Geocentrism is not geocentric
(The Great Divide: Methodology)
Back in March, when I last wrote on this subject we saw that the Pre-SR astronomers wanted to predict the positions of the planets in the sky. But how did they go about it? Post-SR astronomers do it by using the tools of calculus, i.e. they write down the appropriate differential equations, apply some initial conditions, and integrate the combined system. In practice, given the uncertainties inherent in observations, rather than only one initial position and velocity, a large number of past observed positions are used to constrain the solutions of those equations so that the error in their post-diction of those observations is the minimum possible. Then things are integrated forward to get predictions of future positions, in three dimensions. For the state of the art visit the Solar System Dynamics pages at JPL. The underlying assumptions are, for the most part, Newton's Three Laws of motion, and his Law of Gravitation---General Relativity is required for Mercury's orbit. Comets suffer from additional forces due to their losing mass---but the principle is the same: Sum up all the forces acting on a body and this is its acceleration. Integrate the acceleration to get the velocity, and the velocity to get the position.
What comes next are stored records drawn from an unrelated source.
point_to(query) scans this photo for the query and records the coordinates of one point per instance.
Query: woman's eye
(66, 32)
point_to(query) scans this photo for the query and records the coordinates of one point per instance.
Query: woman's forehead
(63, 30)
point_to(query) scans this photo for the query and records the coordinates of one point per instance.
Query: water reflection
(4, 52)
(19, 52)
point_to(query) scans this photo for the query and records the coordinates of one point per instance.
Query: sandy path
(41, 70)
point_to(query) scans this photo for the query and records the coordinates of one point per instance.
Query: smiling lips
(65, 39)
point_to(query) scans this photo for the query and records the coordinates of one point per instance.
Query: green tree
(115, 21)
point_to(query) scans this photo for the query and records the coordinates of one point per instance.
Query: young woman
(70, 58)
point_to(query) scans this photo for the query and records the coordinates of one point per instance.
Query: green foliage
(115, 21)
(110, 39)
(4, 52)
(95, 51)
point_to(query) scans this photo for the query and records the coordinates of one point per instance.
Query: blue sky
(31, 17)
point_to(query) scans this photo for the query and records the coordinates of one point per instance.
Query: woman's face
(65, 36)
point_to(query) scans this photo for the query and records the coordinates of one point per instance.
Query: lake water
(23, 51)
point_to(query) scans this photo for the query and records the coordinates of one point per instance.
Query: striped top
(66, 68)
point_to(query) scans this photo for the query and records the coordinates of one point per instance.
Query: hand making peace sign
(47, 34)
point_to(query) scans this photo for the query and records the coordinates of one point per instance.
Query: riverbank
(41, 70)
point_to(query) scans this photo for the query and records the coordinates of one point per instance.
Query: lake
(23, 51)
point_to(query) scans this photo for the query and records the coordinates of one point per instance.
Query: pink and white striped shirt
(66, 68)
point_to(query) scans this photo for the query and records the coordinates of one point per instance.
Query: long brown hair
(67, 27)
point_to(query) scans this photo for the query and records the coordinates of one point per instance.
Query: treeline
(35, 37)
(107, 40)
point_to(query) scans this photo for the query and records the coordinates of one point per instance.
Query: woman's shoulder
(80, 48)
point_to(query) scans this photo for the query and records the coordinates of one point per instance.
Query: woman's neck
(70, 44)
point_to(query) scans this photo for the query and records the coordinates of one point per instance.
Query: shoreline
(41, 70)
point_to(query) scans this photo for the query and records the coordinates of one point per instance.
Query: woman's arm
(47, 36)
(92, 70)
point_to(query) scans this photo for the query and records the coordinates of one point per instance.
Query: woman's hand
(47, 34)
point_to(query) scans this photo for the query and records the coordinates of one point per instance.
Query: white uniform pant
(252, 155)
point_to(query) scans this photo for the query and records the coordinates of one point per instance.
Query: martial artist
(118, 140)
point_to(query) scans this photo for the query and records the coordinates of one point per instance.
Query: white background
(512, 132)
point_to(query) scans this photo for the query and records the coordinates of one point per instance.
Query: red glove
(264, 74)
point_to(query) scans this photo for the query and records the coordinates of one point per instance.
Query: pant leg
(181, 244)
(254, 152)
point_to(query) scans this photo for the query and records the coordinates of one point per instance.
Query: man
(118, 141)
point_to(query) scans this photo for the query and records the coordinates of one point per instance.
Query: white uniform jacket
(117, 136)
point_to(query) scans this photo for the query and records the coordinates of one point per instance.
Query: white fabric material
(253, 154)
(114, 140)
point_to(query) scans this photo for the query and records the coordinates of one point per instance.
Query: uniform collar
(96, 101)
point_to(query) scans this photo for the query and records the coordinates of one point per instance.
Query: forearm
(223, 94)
Pre-SR astronomers worked from a different set of assumptions. In their view, the planets moved exclusively on circles which turned at constant angular rates. This restriction posed something of a difficulty since the observed planets don't move at constant rates in the sky. The superior planets (Mars, Jupiter, and Saturn) even, at times near opposition, move backwards on the sky, which is hard to explain with constantly rotating circles. So, the Pre-SR astronomers had to employ a variety of schemes to get variable apparent motions from their constant true motions. Epicycles were small circles containing the planet and were carried around but the large circle. The large circles, deferents, themselves were placed off center (eccentric) with respect to the Earth so that their apparent motions would be faster when they were closer to the Earth and slower when they were more distant. This works even better when the planet moves at a constant speed not as seen from the center, but from the equant point placed symmetrically on the opposite side of the circle's centre from the Earth. This last device, however, represents a step away from a uniformly rotating circle and proved controversial for that reason.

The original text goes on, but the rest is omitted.